KKTC'nin halletmesi gereken bir meşruiyet sorunu var. Belki de ada halkı bunu önceledi.
Benim bu konudaki fikirkerimi yazılarımı takip edenler bilir:
Uygulamada olan federatif yapılarda çok büyük sorunlar yaşanmaktadır.
Bunun en anlaşılır örneği Bosna-Hersek'te görülmektedir.
Bir Boşnak, bir Sırp ve bir de Hırvat Cumhurbaşkanı dönüşümlü olarak başa geçmekte ve hiç biri bir öncekinin projelerini devam ettirmemektedir.
Diğer taraftan iki ayrı Cumhuriyet ve 10 ayrı kantonda binden fazla vekil ve 300'ün üzerinde bakanla ülke tamamen kilitlenmiş durumdadır.
Bakanların en başta gelen görevi diğer toplumu temsil edenlerin ne yaptığını izleyip engel olmaktır.
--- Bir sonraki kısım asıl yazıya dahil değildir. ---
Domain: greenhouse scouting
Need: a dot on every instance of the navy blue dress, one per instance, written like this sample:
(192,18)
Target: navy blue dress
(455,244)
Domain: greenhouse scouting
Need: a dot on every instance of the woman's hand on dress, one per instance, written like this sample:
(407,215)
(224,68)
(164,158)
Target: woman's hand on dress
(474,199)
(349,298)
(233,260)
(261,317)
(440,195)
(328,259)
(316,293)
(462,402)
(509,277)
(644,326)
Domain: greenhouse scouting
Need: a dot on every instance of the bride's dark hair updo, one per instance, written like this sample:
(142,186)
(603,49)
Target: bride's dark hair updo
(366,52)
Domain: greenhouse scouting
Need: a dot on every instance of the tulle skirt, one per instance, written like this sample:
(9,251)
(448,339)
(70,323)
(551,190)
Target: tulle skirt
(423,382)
Ülkede Milli Eğitim Bakanı yoktur.
Bosna-Hersek'te işler böyle düğüm halde olduğu için geçici olarak ülkeyi yöneten Yüksek Temsilci her şeye karar vermektedir.
Güzelim Bosna-Hersek'te görev yaparken gözlemlerim böyleydi.
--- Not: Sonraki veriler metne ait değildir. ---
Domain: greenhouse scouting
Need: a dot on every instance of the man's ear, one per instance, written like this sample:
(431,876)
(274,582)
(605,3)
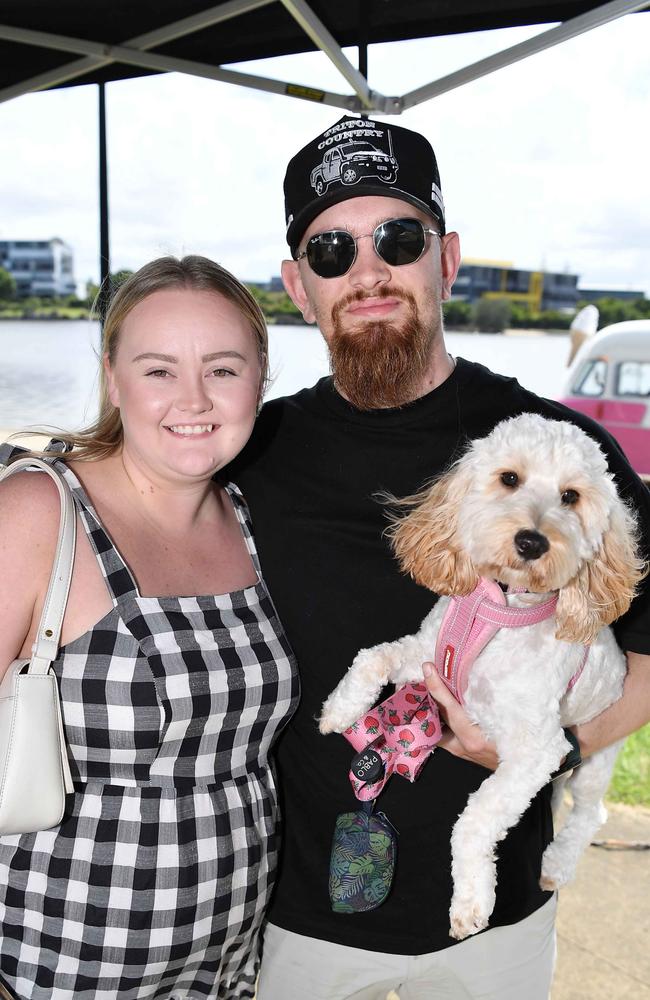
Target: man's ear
(113,393)
(449,262)
(296,290)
Kıbrıslı can ciğer kardeşlerimiz için önereceğimiz çözüm de elbette iki devletli sistemdir.
Cumhurbaşkanı adayı olacak kapasiteye erişmiş olan herkes gibi Erhürman da bu ayrıntıları bilmektedir.
Diğer taraftan Türkiye Cumhuriyeti tarafından imzalanmış, Federatif bir Kıbrıs'ı kurmuş olan 1960 Anayasası, her fırsatta iki devletli çözümü savunanların önüne konulmaktadır.
KKTC'nin meşruiyet kazanması için atılacak adımlar belki geçiş için düşünülüyor olabilir.
Uzun vadede Türkiye Cumhuriyeti'nin desteğiyle iki devletli sisteme geçmesi, KKTC toplumunun ideali haline getirilmelidir.
Tekrar ediyorum: İki devletli çözüm KKTC için bir zorunluluktur!